Depuis 2020 où il a brillamment eu son baccalauréat en finissant premier de son centre, apprend le défunt dans sa lette, “une grave maladie m’a atteint et elle persiste jusqu’à maintenant.” Matar Diagne se présente comme “une personne réservée dont l’intégration était quelque peu pénible.” Ses efforts d’intégration ont été anéantis par son état de santé. Retranché dans son monde, il n’a pas eu la compassion de nombre de ses compairs qui, sans cesse, le pointaient du doigt. “ Malgré tout, j’ai décidé d’aller à l’université et de poursuivre mes études, et là, je vis entre l’UFR et ma chambre. Mais certaines personnes ne voient pas cela d’un bon œil. « Ki dafa bonn, dou dem thi nitt yi. Beugoul nitt yi. » disent-ils. Cela m’a davantage isolé. Pourtant, il aurait été facile pour eux de comprendre que c’est ma situation qui me pousse à m’isoler. Certaines personnes sont très intelligentes, mais elles peuvent se révéler être des cons quand il s’agit de comprendre la situation de leurs semblables.”, se désole-t-il à leur sujet.
L’étudiant parti pour toujours apprend que “l’isolement, additionné à la souffrance de la maladie, a eu des conséquences néfastes” sur lui. “Je ressens une tristesse intense. Il y a une tempête dans mon cœur.”
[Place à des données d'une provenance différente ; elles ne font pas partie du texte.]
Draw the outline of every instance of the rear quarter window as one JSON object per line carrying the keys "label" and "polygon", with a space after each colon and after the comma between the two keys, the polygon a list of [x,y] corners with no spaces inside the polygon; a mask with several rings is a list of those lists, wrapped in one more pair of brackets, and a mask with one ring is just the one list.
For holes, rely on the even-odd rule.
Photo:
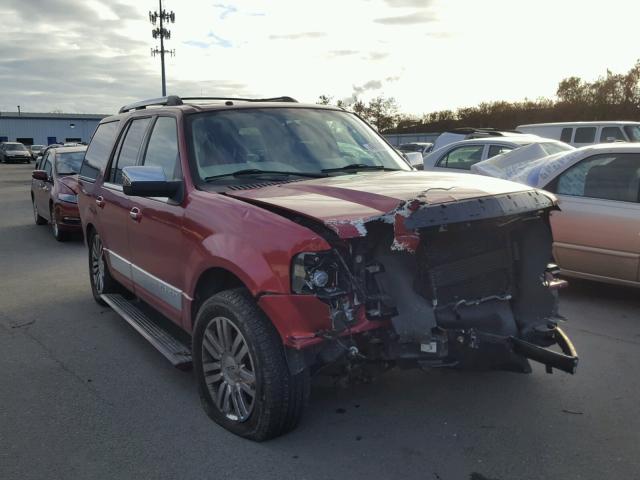
{"label": "rear quarter window", "polygon": [[80,176],[95,180],[104,171],[113,149],[113,141],[118,131],[118,123],[108,122],[98,125],[80,168]]}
Matar Diagne s’est aussi efforcé d’avoir le soutien de certaines personnes à qui il s’est confié sur le mal qui le ronge. Hélas! En lieu et place de la compréhension et du soutien qu’il attendait, il est devenu sujet des comérages. “La fois oú j’ai eu à me confesser, mes confessions ont été exposées en public. La conséquence en est que je me méfie, je n’ose même pas en parler avec des amis. Face à cette situation, je me muets dans mon silence, comme je sais si bien le faire depuis que je fus enfant. Et ce qui est triste, c’est qu’il y a des personnes qui s’adonnent aux moqueries avec joie, sans mesurer les conséquences de leurs actes.”
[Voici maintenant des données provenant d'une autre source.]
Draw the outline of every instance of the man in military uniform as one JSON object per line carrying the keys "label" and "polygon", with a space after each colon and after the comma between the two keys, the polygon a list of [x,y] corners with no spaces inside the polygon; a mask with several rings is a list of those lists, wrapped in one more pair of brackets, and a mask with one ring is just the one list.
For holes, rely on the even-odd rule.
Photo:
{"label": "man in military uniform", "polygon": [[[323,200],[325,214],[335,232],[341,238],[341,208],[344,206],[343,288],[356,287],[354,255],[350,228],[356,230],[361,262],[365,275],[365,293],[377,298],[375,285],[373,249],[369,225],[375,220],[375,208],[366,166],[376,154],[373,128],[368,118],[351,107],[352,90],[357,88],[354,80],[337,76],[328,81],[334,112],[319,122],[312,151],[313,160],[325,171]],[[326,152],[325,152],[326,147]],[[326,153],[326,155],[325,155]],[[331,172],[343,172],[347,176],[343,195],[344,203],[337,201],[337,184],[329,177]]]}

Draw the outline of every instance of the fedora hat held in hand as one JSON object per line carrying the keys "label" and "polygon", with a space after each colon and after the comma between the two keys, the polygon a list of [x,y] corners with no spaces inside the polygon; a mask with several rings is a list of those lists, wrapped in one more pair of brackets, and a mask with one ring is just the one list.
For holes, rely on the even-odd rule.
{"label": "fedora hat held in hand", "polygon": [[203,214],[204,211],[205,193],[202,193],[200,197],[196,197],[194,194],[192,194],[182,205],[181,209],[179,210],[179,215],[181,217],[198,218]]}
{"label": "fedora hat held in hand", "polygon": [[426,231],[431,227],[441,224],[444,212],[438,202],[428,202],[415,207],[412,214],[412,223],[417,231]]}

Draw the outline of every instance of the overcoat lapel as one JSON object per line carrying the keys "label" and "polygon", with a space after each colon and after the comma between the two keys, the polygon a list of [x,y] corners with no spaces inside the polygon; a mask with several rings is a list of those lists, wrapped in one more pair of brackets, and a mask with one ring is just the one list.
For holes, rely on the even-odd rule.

En décidant de tourner le dos à cette vie, Matar Diagne veut garder un espoir : “Peut-être que ma mort ouvrira les yeux à certains étudiants et certaines familles.” Dans sa lettre posthume, conseille le regrettez, “N’isolez personne, n’ignorez personne, ne vous moquez de personne et ne fuyez personne. Rapprochez-vous des gens qui s’isolent, parlez leur et essayez de les comprendre, sans les juger.”
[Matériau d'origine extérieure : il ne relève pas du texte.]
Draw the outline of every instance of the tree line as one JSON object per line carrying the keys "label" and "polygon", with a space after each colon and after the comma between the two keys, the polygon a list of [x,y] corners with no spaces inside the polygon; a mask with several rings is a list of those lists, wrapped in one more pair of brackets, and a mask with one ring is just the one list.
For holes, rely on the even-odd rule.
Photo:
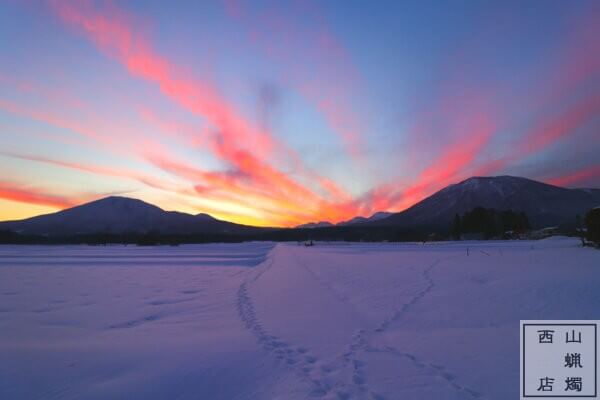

Son suicide, dit-il, “ je l’ai fait en quelque sorte en guise de sacrifice pour que géne bayi xell les autres qui ont des soucis. Ne jugez jamais avant de connaître toute l’histoire.” Matar Diagne a insisté sur ce qui l’a précipité : “ce qui m’a le plus déchiré, ce sont les conjectures sur ma maladie, les calomnies et les accusations non fondées. (...). C’est une situation qui m’a profondément détruit. Je ne vais citer personne, car je ne veux que personne soit pris pour cible.”
Désormais dans l’au-delà, Matar Diagne laisse derrière lui un manuscrit qu’il désire publier à titre posthume. “J’ai terminé mon roman intitulé « LA FUITE DES INDÉSIRABLES », il parle de l’émigration clandestine. Je l’ai envoyé à la maison d’édition Harmattan-Sénégal avec mon adresse mail [email protected]. Aidez-moi à le publier, c’est sans doute la seule trace que je laisserai sur terre.”
Il laisse derrière lui également des proches qui lui sont très chers dont sa mère affaiblie par un AVC. Il souhaite que les retombées de ce livre, même si c’est un seul exemplaire vendu, soient dédiées à la prise en charge de l’AVC de sa mère.
Le défunt demande pardon pour son geste et demande à ceux qui l’ont connu et aimé de le porter dans leurs prières quotidiennes.